ECLI:NL:RBDHA:2017:2257
Rechtbank Den Haag
- Voorlopige voorziening
- Rechtspraak.nl
Afwijzing aanvraag verblijfsvergunning asiel en verzoek om voorlopige voorziening
In deze zaak heeft de voorzieningenrechter van de Rechtbank Den Haag op 7 maart 2017 uitspraak gedaan in een verzoek om voorlopige voorziening en een beroep tegen een besluit van de staatssecretaris van Veiligheid en Justitie. Verzoekster, een Iraakse vrouw, had op 30 oktober 2016 een aanvraag ingediend voor een verblijfsvergunning asiel, maar deze werd door de staatssecretaris niet in behandeling genomen op grond van de verantwoordelijkheid van Spanje volgens de Verordening (Vo) 604/2013. Verzoekster heeft tegen dit besluit beroep ingesteld en verzocht om een voorlopige voorziening om uitzetting te verbieden totdat op het beroep was beslist.

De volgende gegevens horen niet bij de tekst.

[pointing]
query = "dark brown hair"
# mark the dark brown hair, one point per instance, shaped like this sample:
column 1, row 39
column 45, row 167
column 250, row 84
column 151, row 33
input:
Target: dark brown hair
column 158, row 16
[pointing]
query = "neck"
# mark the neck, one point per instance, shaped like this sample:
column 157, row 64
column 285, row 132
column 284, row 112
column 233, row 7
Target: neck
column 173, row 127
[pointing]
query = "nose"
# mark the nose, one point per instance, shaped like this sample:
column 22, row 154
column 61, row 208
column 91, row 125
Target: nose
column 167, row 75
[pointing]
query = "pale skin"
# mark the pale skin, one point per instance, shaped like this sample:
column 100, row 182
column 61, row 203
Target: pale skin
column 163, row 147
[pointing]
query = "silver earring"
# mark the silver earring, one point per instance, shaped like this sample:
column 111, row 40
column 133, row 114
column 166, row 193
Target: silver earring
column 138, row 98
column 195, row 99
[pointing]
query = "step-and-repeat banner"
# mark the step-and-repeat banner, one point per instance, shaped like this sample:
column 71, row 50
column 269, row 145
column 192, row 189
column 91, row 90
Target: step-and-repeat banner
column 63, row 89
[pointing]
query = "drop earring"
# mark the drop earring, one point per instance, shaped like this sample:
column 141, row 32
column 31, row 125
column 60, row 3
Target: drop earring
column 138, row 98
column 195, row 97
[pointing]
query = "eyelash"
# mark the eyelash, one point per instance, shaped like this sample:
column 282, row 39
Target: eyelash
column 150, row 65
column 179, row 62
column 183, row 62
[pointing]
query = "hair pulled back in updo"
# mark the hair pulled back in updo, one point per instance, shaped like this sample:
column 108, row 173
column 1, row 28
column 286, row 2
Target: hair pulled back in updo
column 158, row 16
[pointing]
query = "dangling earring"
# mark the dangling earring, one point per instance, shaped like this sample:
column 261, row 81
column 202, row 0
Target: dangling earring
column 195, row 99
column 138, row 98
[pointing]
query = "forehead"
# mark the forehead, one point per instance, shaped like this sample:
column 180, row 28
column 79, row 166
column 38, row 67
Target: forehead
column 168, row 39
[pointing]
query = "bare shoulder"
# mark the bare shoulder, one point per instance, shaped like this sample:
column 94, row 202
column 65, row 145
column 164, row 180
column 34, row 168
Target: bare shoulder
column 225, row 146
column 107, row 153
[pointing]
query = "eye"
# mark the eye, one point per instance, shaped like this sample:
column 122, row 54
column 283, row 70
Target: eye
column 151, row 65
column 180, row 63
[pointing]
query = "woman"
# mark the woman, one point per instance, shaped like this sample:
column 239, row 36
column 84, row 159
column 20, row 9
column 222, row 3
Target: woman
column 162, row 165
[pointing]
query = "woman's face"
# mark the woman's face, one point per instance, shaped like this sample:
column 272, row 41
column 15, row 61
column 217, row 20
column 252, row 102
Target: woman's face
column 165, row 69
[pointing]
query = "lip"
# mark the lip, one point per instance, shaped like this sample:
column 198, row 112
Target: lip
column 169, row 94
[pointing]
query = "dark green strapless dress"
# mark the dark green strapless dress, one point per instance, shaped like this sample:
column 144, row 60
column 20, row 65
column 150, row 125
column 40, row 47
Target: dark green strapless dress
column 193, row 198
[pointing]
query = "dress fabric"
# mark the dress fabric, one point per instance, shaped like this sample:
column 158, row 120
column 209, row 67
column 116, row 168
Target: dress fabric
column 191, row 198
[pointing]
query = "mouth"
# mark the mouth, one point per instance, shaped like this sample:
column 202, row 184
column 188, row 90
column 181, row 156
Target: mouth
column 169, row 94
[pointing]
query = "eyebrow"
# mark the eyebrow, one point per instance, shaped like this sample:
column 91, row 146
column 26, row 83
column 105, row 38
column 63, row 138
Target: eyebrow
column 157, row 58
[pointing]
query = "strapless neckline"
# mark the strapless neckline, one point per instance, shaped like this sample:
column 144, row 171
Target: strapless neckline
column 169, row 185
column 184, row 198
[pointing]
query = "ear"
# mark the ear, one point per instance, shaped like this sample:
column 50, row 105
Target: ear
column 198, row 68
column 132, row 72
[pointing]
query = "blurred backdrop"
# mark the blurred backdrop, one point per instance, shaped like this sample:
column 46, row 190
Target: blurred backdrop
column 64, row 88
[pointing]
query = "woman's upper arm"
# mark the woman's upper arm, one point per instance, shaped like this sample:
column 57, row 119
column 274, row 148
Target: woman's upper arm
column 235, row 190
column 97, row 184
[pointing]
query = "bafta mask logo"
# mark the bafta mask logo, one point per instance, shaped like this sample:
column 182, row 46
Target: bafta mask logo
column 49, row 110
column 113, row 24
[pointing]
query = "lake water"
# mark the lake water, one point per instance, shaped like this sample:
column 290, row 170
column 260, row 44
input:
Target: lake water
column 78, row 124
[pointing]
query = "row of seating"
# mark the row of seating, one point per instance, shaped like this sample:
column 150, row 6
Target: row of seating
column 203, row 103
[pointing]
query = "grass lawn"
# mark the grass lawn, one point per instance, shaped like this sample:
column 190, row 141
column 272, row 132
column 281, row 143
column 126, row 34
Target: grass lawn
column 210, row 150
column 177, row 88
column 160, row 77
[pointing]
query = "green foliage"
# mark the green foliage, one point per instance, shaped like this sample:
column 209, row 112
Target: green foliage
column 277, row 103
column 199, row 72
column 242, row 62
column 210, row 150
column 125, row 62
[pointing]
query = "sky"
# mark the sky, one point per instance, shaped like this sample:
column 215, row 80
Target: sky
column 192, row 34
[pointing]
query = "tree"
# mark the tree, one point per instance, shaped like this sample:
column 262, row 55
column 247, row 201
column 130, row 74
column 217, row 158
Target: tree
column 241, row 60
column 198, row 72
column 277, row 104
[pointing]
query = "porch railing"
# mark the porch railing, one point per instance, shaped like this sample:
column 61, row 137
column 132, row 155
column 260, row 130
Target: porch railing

De voorzieningenrechter oordeelde dat verzoekster spoedeisend belang had, omdat er een voornemen was om haar op 9 maart 2017 uit Nederland te verwijderen. De rechter overwoog dat er geen rechtens relevante nieuwe feiten waren die de staatssecretaris zouden verplichten om de aanvraag opnieuw in behandeling te nemen. Verzoekster had aangevoerd dat zij opnieuw zwanger was en een klein kind had, maar de voorzieningenrechter vond deze omstandigheden onvoldoende om af te wijken van de eerdere beslissing. De rechter concludeerde dat de staatssecretaris terecht had geoordeeld dat Spanje verantwoordelijk was voor de behandeling van het asielverzoek en dat er geen bijzondere, individuele omstandigheden waren die een andere beslissing rechtvaardigden.
Uiteindelijk verklaarde de voorzieningenrechter het beroep ongegrond en wees het verzoek om voorlopige voorziening af. De uitspraak benadrukt het interstatelijk vertrouwensbeginsel en de noodzaak voor verzoekster om haar situatie in Spanje te onderbouwen met concrete bewijsstukken.